Process supervision. The binary doesn't daemonise itself. Run it under systemd / launchd / docker / pm2 — whichever your platform uses.

Endpoint reference

The HTTP surface is documented in detail in docs/api/. Quick orientation:

POST/v1/orchestrate — drives the full agentic loop, streams everything back as SSE.
GET/v1/agents, POST/v1/agents, etc. — manage the tenant-stored agent catalogue.
POST/v1/conversations, /messages — long-running conversations with persisted history.
/v1/memory/* — structured memory graph (typed nodes, relations, FTS search).
/v1/artifacts/* — files agents wrote.
/v1/a2a/agents/:id — Agent2Agent (A2A) protocol surface: per-agent cards plus JSON-RPC dispatch (message/send, message/stream, tasks/get, tasks/cancel). See docs/concepts/a2a.md.
/v1/admin/tenants/* — tenant lifecycle (admin-token gated).

Tenant identity

Every authenticated request carries Authorization: Bearer <token> where the token was issued by arbiter --add-tenant <name>. Tokens are stored hashed (SHA-256) in ~/.arbiter/tenants.db; the plaintext is shown exactly once at provisioning time. See tenants.md.

Billing

Optional. When ARBITER_BILLING_URL is set, the runtime exchanges every bearer for a workspace_id via POST/v1/runtime/auth/validate, pre-flights against POST/v1/runtime/quota/check, and posts post-turn telemetry to POST/v1/runtime/usage/record. With the env var unset, the runtime acts as a thin pass-through using the operator-supplied provider keys, with no eligibility checks. Operators wanting a commercial deployment must implement the runtime's billing protocol against a service of their own choosing — arbiter ships no reference implementation in this repository.

Logging

By default the server logs only structured events (request received, request completed, errors). Add --verbose (or ARBITER_API_VERBOSE=1) to mirror SSE events to stderr — useful when debugging an agent's tool use, noisy under normal load.

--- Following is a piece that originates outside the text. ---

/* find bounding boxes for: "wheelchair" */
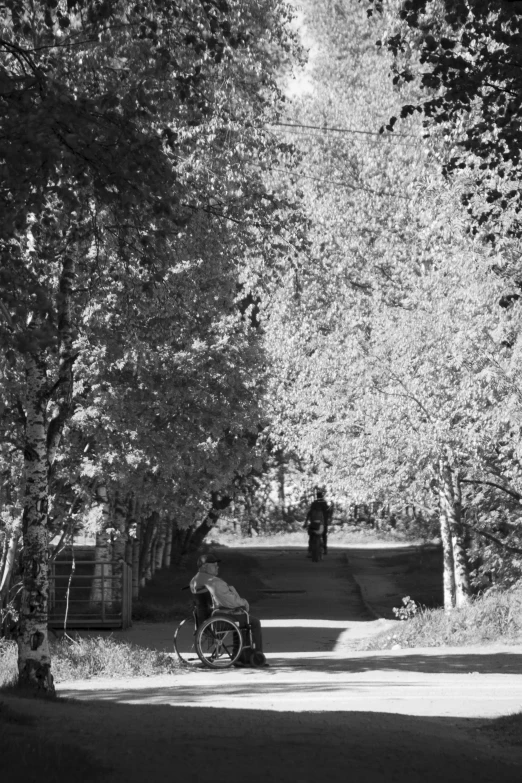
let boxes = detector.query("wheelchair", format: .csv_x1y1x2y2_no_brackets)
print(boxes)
173,587,266,669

Verbose mode renders one stderr line per event, colour-coded:

text deltas (line-buffered, flushed on newline)
tool_call — slash-command execution with ✓/✗ status
advisor — runtime advisor activity: advise (executor /advise consult), gate ✓ (continue), gate ↻ (redirect with guidance), gate ✗ (halt with reason), gate ⛔ (redirect budget exhausted). See docs/concepts/sse-events.md and docs/concepts/advisor.md.
escalation — out-of-band advisor halt notification (sibling of stream_end)
file — /write writes streamed to the client

Logs go to stderr; redirect with 2> in your service unit if you want them captured separately from stdout.

Resource expectations

Each in-flight /v1/orchestrate request runs its own Orchestrator instance with a per-request MCP manager. No global mutex on the request path; per-request state is isolated.
SQLite is the storage layer (~/.arbiter/tenants.db). Single-writer; safe for one process. If you need to scale to multiple processes, you'll need a different storage strategy — the schema is portable but the connection layer is currently tied to local SQLite.
Memory: scales with concurrent in-flight requests + number of distinct tenants in active use. A few hundred MB is typical for low-traffic deployments; tail latencies are dominated by upstream provider response time, not by the server itself.

Health check

curl http://127.0.0.1:8080/v1/health

Returns {"ok": true} once the server has finished startup. Useful as a Kubernetes liveness probe.